The finance minister was right when she said that G20 is well placed to catalyse international policy coordination to deal with macroeconomic consequences and called for proactive collective efforts towards protecting economies. Apart from conducting a successful vaccination programme to control the spread of Covid-19, India has also been extending Covid relief support to other vulnerable countries.
Challenges to the country’s economic growth exist, such as the current volatile capital market due to heavy selling by foreign institutional investors (FIIs) as they find the US market more lucrative with the Fed bracing to increase its rates. Not to mention that overseas investors have
pulled out over ₹1 lakh crore from the Indian market so far. Still, the good thing is that India continues to remain the highest depository of foreign direct investment (FDI), and Indian retail investors have created the capacity to absorb the shock due to outflow of foreign funds from the country’s stock markets.
The recent off-policy increase in the repo rate by the Reserve Bank of India (RBI) is also a step in the right direction as it will help arrest a second round of inflation in the country and thus support stable economic growth.
Notably, India’s performance in the digital world and the government’s efforts to build the digital infrastructure framework over the past decade have also found widespread appreciation.
In his April 8 statement, RBI Governor Dr Shaktikanta Das referred to the tectonic shifts caused by the conflict in Europe which has created fresh challenges for global growth and the conduct of monetary policy.
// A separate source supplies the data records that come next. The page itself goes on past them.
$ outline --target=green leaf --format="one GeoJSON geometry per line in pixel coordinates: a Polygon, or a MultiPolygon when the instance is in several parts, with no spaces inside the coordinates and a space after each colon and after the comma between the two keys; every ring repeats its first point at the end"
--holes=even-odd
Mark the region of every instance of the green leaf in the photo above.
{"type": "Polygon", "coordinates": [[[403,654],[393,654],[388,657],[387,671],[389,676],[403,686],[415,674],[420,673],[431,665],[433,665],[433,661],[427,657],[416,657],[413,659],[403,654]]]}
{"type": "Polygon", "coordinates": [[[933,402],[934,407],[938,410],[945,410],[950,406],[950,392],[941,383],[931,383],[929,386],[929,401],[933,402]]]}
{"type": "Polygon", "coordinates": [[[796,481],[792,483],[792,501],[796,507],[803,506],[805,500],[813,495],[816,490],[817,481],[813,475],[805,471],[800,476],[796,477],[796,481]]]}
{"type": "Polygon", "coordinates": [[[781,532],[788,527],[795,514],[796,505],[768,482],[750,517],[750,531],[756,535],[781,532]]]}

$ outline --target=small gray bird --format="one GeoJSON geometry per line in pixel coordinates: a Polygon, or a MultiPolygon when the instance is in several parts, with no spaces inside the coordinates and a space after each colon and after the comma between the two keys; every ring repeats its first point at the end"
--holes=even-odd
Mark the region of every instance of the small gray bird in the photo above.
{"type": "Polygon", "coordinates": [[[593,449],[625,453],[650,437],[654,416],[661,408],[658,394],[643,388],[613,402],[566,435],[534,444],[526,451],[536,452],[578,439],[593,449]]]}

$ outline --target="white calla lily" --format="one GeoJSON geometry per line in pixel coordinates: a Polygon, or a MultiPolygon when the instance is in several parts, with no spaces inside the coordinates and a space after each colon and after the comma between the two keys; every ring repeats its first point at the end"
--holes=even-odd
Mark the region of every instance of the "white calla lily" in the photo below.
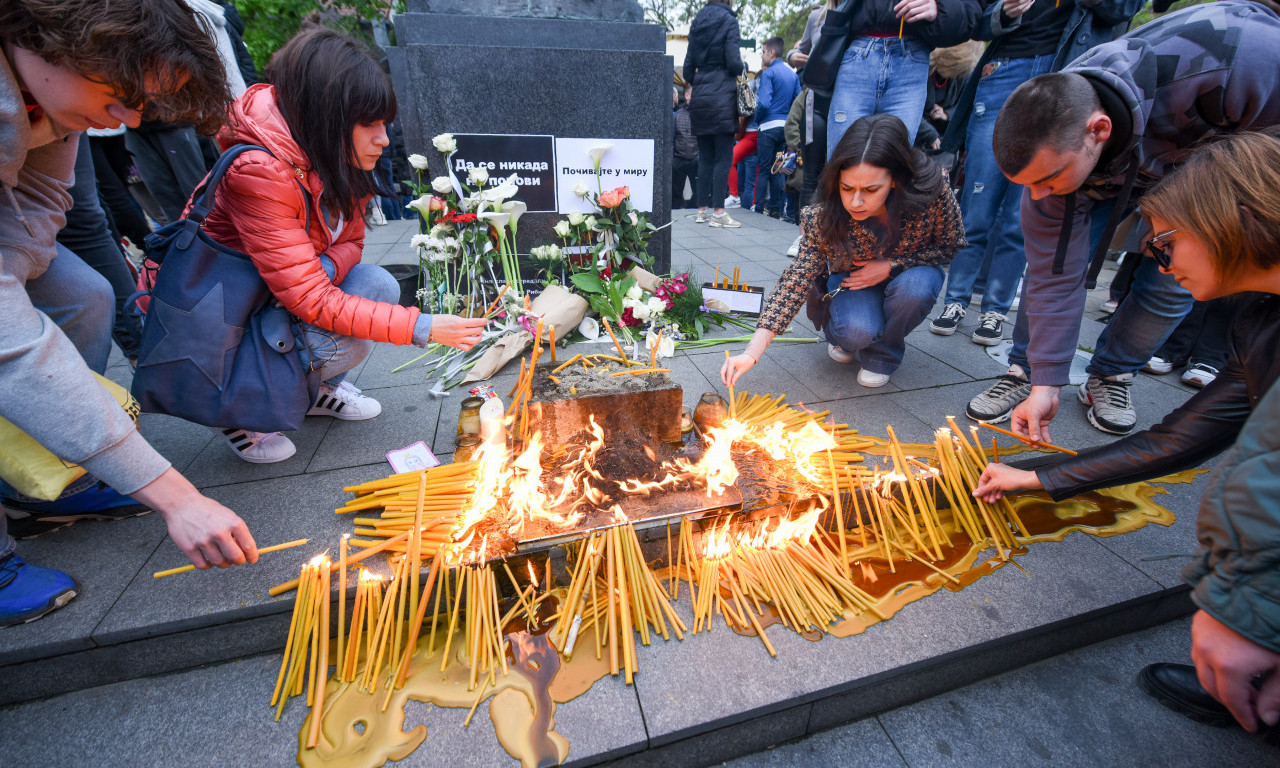
{"type": "MultiPolygon", "coordinates": [[[[626,302],[623,302],[623,303],[625,304],[626,302]]],[[[648,304],[643,304],[637,301],[635,306],[631,308],[631,313],[635,315],[637,320],[643,323],[644,321],[649,319],[649,315],[651,314],[651,311],[649,309],[648,304]]]]}
{"type": "Polygon", "coordinates": [[[639,301],[640,297],[643,295],[644,289],[638,285],[633,285],[627,290],[627,298],[632,299],[633,301],[639,301]]]}
{"type": "Polygon", "coordinates": [[[594,317],[584,317],[582,322],[578,323],[578,333],[588,341],[595,341],[600,338],[600,323],[594,317]]]}
{"type": "Polygon", "coordinates": [[[662,314],[663,312],[667,311],[667,302],[663,301],[657,296],[650,297],[649,300],[645,302],[645,304],[649,306],[650,311],[656,312],[657,314],[662,314]]]}
{"type": "Polygon", "coordinates": [[[556,222],[556,225],[552,227],[552,229],[554,229],[556,234],[559,235],[560,237],[568,237],[569,232],[571,231],[569,229],[569,222],[564,219],[561,219],[560,221],[556,222]]]}
{"type": "Polygon", "coordinates": [[[573,185],[573,194],[577,197],[586,197],[591,194],[591,187],[588,187],[586,182],[580,181],[573,185]]]}
{"type": "Polygon", "coordinates": [[[516,231],[516,222],[520,221],[520,217],[527,210],[529,210],[529,205],[523,200],[508,200],[502,204],[502,212],[511,216],[512,232],[516,231]]]}
{"type": "Polygon", "coordinates": [[[488,184],[489,169],[482,165],[477,165],[470,169],[467,171],[467,183],[476,187],[483,187],[485,184],[488,184]]]}
{"type": "Polygon", "coordinates": [[[437,176],[431,180],[431,188],[442,195],[453,191],[453,181],[448,176],[437,176]]]}
{"type": "Polygon", "coordinates": [[[596,173],[600,173],[600,160],[609,150],[613,149],[612,144],[597,144],[587,150],[587,154],[591,156],[591,163],[596,168],[596,173]]]}
{"type": "Polygon", "coordinates": [[[427,166],[430,165],[430,161],[427,160],[426,155],[414,154],[414,155],[409,155],[409,165],[413,166],[419,171],[425,171],[427,170],[427,166]]]}
{"type": "Polygon", "coordinates": [[[427,215],[427,212],[428,212],[429,210],[431,210],[431,209],[428,207],[428,206],[430,206],[430,205],[431,205],[431,195],[423,195],[422,197],[418,198],[417,200],[414,200],[413,202],[411,202],[411,203],[409,203],[408,205],[406,205],[406,206],[405,206],[405,208],[412,208],[413,210],[417,211],[418,213],[422,214],[423,216],[426,216],[426,215],[427,215]]]}
{"type": "Polygon", "coordinates": [[[495,211],[484,211],[483,213],[477,213],[476,218],[480,219],[481,221],[487,221],[491,226],[497,227],[498,229],[502,229],[503,227],[507,226],[507,222],[511,221],[511,214],[495,212],[495,211]]]}
{"type": "Polygon", "coordinates": [[[575,227],[580,226],[582,222],[586,220],[587,220],[586,214],[579,213],[578,211],[573,211],[572,213],[569,214],[569,223],[575,227]]]}
{"type": "Polygon", "coordinates": [[[648,334],[645,335],[645,346],[648,347],[649,349],[653,349],[654,344],[658,345],[659,358],[675,356],[676,340],[674,336],[663,334],[662,340],[659,341],[658,334],[654,333],[653,331],[650,331],[648,334]]]}
{"type": "Polygon", "coordinates": [[[453,138],[452,133],[442,133],[431,139],[431,146],[436,148],[437,152],[451,155],[458,151],[458,142],[453,138]]]}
As the war in Ukraine draws on and sanctions and retaliatory actions intensify, shortages, volatility in commodity and financial markets, supply dislocations and, most alarmingly, persistent and spreading inflationary pressures are becoming more acute with every passing day. Debt distress is rising in the developing world amidst capital outflows and currency depreciations. Recent GDP releases suggest that the global economic recovery is losing pace.
Amidst these challenges, the Indian economy has shown resilience, drawing upon the innate strength of its underlying fundamentals, and supported by a prudent and favourable policy mix. By remaining accommodative, India’s monetary policy continues to foster congenial financial conditions to support growth and mitigate the adverse effects of the geopolitical crisis. As a result, the Indian economy has managed to weather the shock so far.
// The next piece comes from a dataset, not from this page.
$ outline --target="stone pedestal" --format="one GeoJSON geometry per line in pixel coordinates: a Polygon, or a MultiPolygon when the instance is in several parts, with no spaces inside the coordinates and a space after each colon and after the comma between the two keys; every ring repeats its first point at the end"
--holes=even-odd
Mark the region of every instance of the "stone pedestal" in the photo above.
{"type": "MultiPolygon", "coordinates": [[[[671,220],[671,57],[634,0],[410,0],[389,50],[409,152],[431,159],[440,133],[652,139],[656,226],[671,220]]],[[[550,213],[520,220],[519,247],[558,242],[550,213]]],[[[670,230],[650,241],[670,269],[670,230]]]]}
Reassuringly, India has also been able to preserve macro-financial stability, despite the synchronised shocks of commodity prices, supply disruptions and higher inflation unleashed by the war. Confronted by elevated inflationary pressures that will shift the future trajectory of inflation upwards, it has announced its intention to engage in withdrawal of accommodation to ensure that inflation remains aligned to the target.
As we navigate this difficult period, Das said it is necessary to be sensitive to the new realities and incorporate them into our thinking. In its World Economic Outlook of April, the IMF has noted: “The economic effects of the war are spreading far and wide—like seismic waves that emanate from the epicentre of an earthquake— mainly through commodity markets, trade, and financial linkages.”
It is, however, important to recognise that, despite our strengths and our buffers, India is not an island in this globally connected world. There was a spike in the headline Consumer Price Index (CPI) inflation in March as anticipated in the April policy statement. The inflation for April
edged up to nearly eight percent. There is the collateral risk that if inflation remains elevated at these levels for too long, it can de-anchor inflation expectations which, in turn, can become self-fulfilling and detrimental to growth and financial stability. Hence, the government must
remain in readiness to use all policy levers to preserve macroeconomic and financial stability while enhancing the economy’s resilience.